Regional height systems do not refer to a common equipotential surface, such as the geoid. They are usually referred to the mean sea level at a reference tide gauge. As mean sea level varies (by ±1 to 2 m) from place to place and from continent to continent each tide gauge has an unknown bias with respect to a common reference surface, whose determination is what the height datum problem is concerned with. This paper deals with this problem, in connection to the availability of satellite gravity missions data. Since biased heights enter into the computation of terrestrial gravity anomalies, which in turn are used for geoid determination, the biases enter as secondary or indirect effect also in such a geoid model. In contrast to terrestrial gravity anomalies, gravity and geoid models derived from satellite gravity missions, and in particular GRACE and GOCE, do not suffer from those inconsistencies. Those models can be regarded as unbiased. After a review of the mathematical formulation of the problem, the paper examines two alternative approaches to its solution.
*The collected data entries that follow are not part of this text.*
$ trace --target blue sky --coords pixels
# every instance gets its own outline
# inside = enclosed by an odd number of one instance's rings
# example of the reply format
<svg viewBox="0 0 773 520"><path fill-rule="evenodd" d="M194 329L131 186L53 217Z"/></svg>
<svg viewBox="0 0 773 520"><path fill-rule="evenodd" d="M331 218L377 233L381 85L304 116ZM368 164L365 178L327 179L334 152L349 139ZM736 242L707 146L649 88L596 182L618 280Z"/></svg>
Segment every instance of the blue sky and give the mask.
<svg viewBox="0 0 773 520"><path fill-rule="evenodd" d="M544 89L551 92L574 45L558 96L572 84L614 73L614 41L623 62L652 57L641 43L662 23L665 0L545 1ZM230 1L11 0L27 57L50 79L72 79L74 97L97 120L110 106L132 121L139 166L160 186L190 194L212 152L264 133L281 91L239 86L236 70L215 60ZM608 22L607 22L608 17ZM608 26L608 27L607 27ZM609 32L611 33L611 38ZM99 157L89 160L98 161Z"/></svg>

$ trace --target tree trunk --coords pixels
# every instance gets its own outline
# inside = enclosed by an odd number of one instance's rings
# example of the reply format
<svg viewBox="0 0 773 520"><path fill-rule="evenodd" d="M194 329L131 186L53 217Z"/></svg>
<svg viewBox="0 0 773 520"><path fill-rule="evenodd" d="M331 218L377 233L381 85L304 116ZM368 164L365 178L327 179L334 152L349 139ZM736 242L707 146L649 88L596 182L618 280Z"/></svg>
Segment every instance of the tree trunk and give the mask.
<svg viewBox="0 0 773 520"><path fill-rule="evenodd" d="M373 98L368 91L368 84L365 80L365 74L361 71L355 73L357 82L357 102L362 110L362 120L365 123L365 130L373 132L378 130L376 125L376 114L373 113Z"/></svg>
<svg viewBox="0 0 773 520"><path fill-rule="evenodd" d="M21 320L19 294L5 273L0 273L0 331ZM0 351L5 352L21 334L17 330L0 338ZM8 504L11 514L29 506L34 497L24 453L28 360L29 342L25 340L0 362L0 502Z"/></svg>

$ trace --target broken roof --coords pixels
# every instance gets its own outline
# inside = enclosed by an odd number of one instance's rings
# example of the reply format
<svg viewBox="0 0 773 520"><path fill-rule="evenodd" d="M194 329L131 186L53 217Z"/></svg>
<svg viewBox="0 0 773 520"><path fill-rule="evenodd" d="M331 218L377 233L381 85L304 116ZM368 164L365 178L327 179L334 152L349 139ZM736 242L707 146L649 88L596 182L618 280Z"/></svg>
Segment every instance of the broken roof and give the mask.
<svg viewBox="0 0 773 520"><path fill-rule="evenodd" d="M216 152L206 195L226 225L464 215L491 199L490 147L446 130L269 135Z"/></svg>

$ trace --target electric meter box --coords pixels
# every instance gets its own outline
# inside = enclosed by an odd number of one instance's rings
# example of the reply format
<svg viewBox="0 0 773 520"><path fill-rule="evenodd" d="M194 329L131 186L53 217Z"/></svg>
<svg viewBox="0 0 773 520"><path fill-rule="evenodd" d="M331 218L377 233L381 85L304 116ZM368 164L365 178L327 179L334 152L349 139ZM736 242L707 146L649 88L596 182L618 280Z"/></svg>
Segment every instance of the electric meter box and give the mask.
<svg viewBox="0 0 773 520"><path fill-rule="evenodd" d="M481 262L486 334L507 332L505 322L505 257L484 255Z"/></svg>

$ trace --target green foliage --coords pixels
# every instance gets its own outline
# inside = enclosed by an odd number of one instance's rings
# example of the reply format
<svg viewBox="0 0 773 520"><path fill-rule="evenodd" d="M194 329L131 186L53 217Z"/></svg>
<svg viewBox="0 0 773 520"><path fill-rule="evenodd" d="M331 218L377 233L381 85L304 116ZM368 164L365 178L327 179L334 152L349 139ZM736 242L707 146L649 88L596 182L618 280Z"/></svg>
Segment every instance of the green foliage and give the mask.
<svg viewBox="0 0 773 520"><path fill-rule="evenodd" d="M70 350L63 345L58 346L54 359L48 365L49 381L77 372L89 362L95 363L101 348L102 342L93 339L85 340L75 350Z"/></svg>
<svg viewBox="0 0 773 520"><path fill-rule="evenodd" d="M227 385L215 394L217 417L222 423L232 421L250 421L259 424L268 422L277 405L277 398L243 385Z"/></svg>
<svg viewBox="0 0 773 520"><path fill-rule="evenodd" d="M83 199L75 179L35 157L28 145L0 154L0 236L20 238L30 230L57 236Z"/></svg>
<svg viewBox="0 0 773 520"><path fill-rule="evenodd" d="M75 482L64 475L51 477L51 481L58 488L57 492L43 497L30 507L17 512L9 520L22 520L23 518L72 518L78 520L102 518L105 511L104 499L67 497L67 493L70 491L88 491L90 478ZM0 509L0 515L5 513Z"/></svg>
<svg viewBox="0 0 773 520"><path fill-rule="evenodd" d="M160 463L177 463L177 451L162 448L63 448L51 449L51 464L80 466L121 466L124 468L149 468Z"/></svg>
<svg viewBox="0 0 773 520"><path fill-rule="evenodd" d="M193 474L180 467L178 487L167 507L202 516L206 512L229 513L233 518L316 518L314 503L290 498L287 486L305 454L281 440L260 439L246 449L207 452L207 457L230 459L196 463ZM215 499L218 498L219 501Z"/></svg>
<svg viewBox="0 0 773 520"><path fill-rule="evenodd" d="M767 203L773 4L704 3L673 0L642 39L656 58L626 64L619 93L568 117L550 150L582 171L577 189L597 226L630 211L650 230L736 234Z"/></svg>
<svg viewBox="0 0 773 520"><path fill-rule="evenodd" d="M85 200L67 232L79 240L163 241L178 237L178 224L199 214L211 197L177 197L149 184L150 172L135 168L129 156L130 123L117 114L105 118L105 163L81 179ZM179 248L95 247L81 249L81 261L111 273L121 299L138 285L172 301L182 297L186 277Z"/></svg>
The first one compares the gravity potential coefficients in the range of degrees from 100 to 200 of an unbiased gravity field from GOCE with those of the combined model EGM2008, that in this range is affected by the height biases. This first proposal yields a solution too inaccurate to be useful. The second approach compares height anomalies derived from GNSS ellipsoidal heights and biased normal heights, with anomalies derived from an anomalous potential which combines a satellite-only model up to degree 200 and a high-resolution global model above 200. The point is to show that in this last combination the indirect effects of the height biases are negligible. To this aim, an error budget analysis is performed. The biases of the high frequency part are proved to be irrelevant, so that an accuracy of 5 cm per individual GNSS station is found. This seems to be a promising practical method to solve the problem.